I am participating in the “Spring Festival Creative Submission Contest”. For details, please see: Spring Festival Creative Submission Contest.

This article is mainly about many years ago IN a company I did the design of red envelope payment system, while digging gold year-end activities and share with you.

A red envelope classification

Product demand design is divided into two categories of red packets, personal red packets, group red packets. Group red packets are divided intoExclusive, even, group luckThree. Adapt to different scenarios. As shown below:

A red envelope to realize

Red envelope process:

1. The user enters the red envelope interface to initiate a request; 2. After receiving the request, the server will freeze the red envelope amount of the user (the premise is that the user has opened a balance account in advance). 3, whether the balance is sufficient (bottom of the teaching research), if enough to send red envelope success, and generate red envelope records, if not enough prompt error information. 4, push the final results to the user, if successful will push two messages, one is the sender to tell the user a successful red envelope, and push group/individual immediately receive. 5. If the red envelope is successfully sent, send an MQ message delayed for 1 day, and do an overdue non-refund treatment. Return the money from the frozen account to the user.

Procedures for getting red packets:

When the user receives the push of the red envelope, the user can receive the red envelope through the message. 1. Parameter state judgment, judging whether the red envelope is expired, whether the red envelope is finished, whether the red envelope is repeated and other logic; 2. Generate red envelope receiving records; 3. Generate red envelopes for account entry and account entry for recipients.
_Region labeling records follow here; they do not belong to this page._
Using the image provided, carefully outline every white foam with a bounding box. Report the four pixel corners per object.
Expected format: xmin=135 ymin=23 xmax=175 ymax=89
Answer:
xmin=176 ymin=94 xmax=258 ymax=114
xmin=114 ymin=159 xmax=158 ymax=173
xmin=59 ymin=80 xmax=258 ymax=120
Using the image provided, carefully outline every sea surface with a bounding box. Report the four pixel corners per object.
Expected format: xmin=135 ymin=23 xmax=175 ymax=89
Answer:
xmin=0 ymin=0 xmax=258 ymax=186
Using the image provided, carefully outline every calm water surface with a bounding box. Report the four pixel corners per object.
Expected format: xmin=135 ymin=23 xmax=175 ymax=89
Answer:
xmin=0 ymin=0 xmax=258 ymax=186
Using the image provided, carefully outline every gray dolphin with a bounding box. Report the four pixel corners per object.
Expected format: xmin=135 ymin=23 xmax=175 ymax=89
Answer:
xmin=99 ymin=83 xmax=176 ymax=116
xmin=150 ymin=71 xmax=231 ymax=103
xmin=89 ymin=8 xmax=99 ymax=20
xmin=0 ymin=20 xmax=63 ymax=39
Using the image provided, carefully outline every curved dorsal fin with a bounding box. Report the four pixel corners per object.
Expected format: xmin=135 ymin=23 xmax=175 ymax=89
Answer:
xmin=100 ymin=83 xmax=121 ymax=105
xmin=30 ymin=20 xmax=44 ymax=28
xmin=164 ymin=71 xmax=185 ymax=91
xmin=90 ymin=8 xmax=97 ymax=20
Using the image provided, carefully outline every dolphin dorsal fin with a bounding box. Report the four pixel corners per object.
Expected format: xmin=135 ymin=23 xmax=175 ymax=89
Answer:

Generate balance flow and increase balance flow. 4. Reduce the frozen balance of the giver and complete the red envelope collection process.

High concurrency of red packets

High concurrency design

There will certainly be concurrent problems with group lucky red envelopes, such as when receiving wechat group red envelopes. A group of 200 people come to get a 200 yuan red envelope at the same time, 10 people can get the red envelope, from the user’s initiation to the receipt of the basic within 1-2 seconds. How to ensure that both efficient receipt, and can ensure that the amount can be correct, and will not be wrong account. The solution we use is the “one fast one slow” solution.

1. For the scenario of group red packets, we will first calculate the amount of red packets in advance. Then store it in Redis Key:redpacket:amount_list:#{id}The stored structure is a List collection. 2. We make one every time we pick it uprpopOperation, get the amount of red envelope. Since this is a Redis operation, it is very efficient.3. To ensure the persistence and reliability of data. We will generate a fetch record to the mysql database for persistence. 4, then send a red envelope to get the successful message out, in the bookkeeping service for subscription, asynchronous entry.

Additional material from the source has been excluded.